Ddl parchi, verso 70% fondi royalties vincolati a tutela ambiente


Vincolare le risorse provenienti dalle royalties delle attività energetiche nelle aree protette destinati agli enti parco alla tutela dell'ambiente.

È questa - riferiscono fonti parlamentari - una delle modifiche che potrebbe essere introddotte al DDL di riforma della legge quadro sulle aree protette, attesa in aula al Senato, per venire incontro alle richieste delle associazioni ambientaliste. Il DDL è stato approvato dalla commissione Ambiente del Senato la settimana scorsa provocando la reazione di 17 associazioni ambientaliste che hanno inviato una lettera a tutti i senatori per chiedere modifiche al testo. Una delle critiche riguardava l'attuale articolo 8 del DDL, che prevede l'introduzione di una sorta di prelievo di scopo a carico delle attività energetiche nei parchi.  Attualmente il DDL prevede che il 70% delle risorse confluisca direttamente agli enti parco (il restante 30% al ministero dell'Ambiente). Le associazioni chiedono che tutte le risorse confluiscano invece al ministero per essere ripartite solo dopo, per evitare che i parchi usino il meccanismo per fare cassa.
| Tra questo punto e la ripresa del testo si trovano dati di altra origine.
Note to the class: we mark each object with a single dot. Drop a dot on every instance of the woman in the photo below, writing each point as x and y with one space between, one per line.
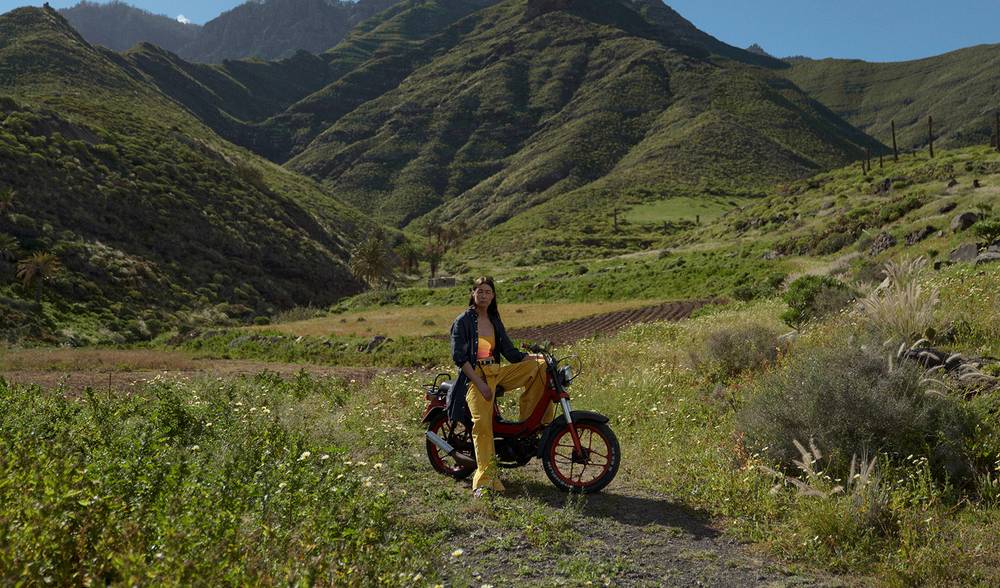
476 337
A quanto si apprende i gruppi parlamentari sarebbero a lavoro ad un emendamento che vincoli quel 70% di risorse ad azioni di tutela dell'ambiente. L'emendamento sarebbe pronto a ricevere parere favorevole dal relatore Massimo Caleo (Pd). Lo stesso relatore, inoltre, sarebbe a lavoro su un emendamento per concedere maggiore autonomia gestionale alle riserve naturali dello Stato.